Krisenschutz mit Weitblick: CDU setzt auf starke Leitstelle und regionale Synergien

30.04.2026

Krisenschutz mit Weitblick: CDU setzt auf starke Leitstelle und regionale Synergien

Die CDU im Rhein-Kreis Neuss hat gemeinsam mit der FDP, im Kreisausschuss des 29. April, einen Antrag zur weiteren Planung der neuen Kreisleitstelle und des Bevölkerungsschutzzentrums eingebracht.

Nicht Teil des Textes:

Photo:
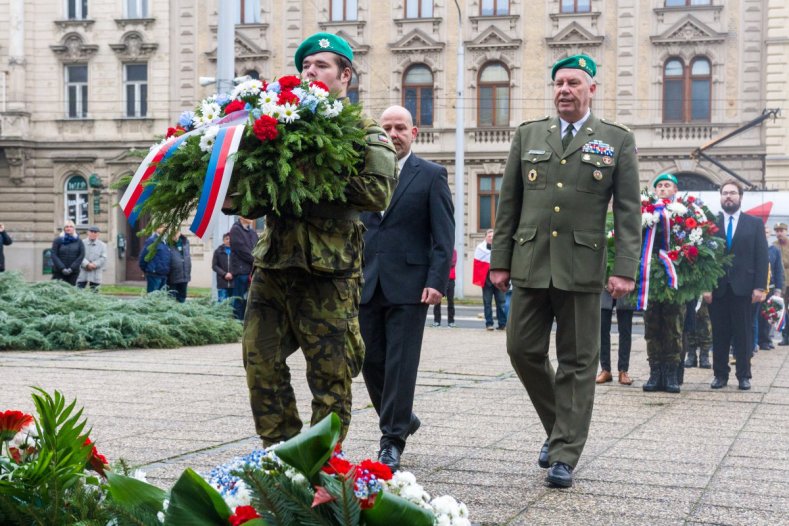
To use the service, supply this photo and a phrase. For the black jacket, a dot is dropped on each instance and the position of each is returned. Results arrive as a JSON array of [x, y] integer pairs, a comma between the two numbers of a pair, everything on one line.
[[221, 265], [410, 248]]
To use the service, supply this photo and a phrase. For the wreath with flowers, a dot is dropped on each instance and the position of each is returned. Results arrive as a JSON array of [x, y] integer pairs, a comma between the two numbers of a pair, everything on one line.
[[285, 143]]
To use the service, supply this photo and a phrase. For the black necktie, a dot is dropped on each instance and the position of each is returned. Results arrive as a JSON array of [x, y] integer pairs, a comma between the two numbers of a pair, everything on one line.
[[568, 137]]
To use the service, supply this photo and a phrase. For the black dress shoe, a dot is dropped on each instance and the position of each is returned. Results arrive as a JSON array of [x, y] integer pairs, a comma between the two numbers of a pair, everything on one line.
[[390, 456], [719, 383], [560, 475], [542, 460]]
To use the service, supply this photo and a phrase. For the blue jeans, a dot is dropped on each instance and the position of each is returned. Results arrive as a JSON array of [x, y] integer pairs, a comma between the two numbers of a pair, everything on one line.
[[240, 288], [155, 282]]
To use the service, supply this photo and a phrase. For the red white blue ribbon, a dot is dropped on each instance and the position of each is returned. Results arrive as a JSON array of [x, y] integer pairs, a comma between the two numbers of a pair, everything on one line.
[[217, 178]]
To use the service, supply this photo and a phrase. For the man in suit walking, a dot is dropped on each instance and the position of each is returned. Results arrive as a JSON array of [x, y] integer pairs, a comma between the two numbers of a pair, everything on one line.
[[742, 285], [550, 239], [407, 255]]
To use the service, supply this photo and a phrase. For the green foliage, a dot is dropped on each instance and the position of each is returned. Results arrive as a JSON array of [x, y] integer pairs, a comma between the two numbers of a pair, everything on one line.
[[54, 315]]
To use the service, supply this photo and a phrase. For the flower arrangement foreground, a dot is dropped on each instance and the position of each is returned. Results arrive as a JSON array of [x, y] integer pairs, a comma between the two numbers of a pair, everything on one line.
[[285, 143], [52, 473]]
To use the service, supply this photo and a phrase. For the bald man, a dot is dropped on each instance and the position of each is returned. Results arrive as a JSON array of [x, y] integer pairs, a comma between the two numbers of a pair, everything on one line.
[[407, 255]]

Der Antrag wurde mit breiter Mehrheit des Kreisausschusses begrüßt und beschlossen.

Ziel ist es, die laufenden Planungen strategisch zu ergänzen und interkommunale Kooperationsmöglichkeiten systematisch zu prüfen. Dazu sollen Gespräche in benachbarten Gebieten geführt und mögliche Synergien etwa bei Ausbildung, Übungen, Schulungsräumen, Stabsräumen, Spezialinfrastruktur sowie digitalen Schnittstellen untersucht werden.

Bevölkerungsschutzzentrum und Kreisleitstelle sind zentrale Einrichtungen der Gefahrenabwehr und der Hilfe zum Schutz der Zivilbevölkerung im Krisen- und Katastrophenfall.

Die Kreisleitstelle nimmt rund um die Uhr Notrufe über die 112 entgegen und alarmiert Einsatzkräfte von Rettungsdienst, Feuerwehr und Katastrophenschutz. Derzeit befindet sich die Kreisleitstelle in Neuss am Hammfelddamm.

Sie erfüllt auf Dauer nicht mehr die aktuellen Anforderungen und muss neu gebaut werden. Es wäre äußerst sinnvoll , diese dann direkt in ein neu zu errichtendes Bevölkerungsschutzzentrum zu integrieren.

„Wir stellen sicher, dass der Rhein-Kreis Neuss beim Bevölkerungsschutz nicht nur für heute plant, sondern für die Anforderungen der kommenden Jahre“, erklärt Wolfgang Wappenschmidt, Vorsitzender der CDU-Kreistagsfraktion.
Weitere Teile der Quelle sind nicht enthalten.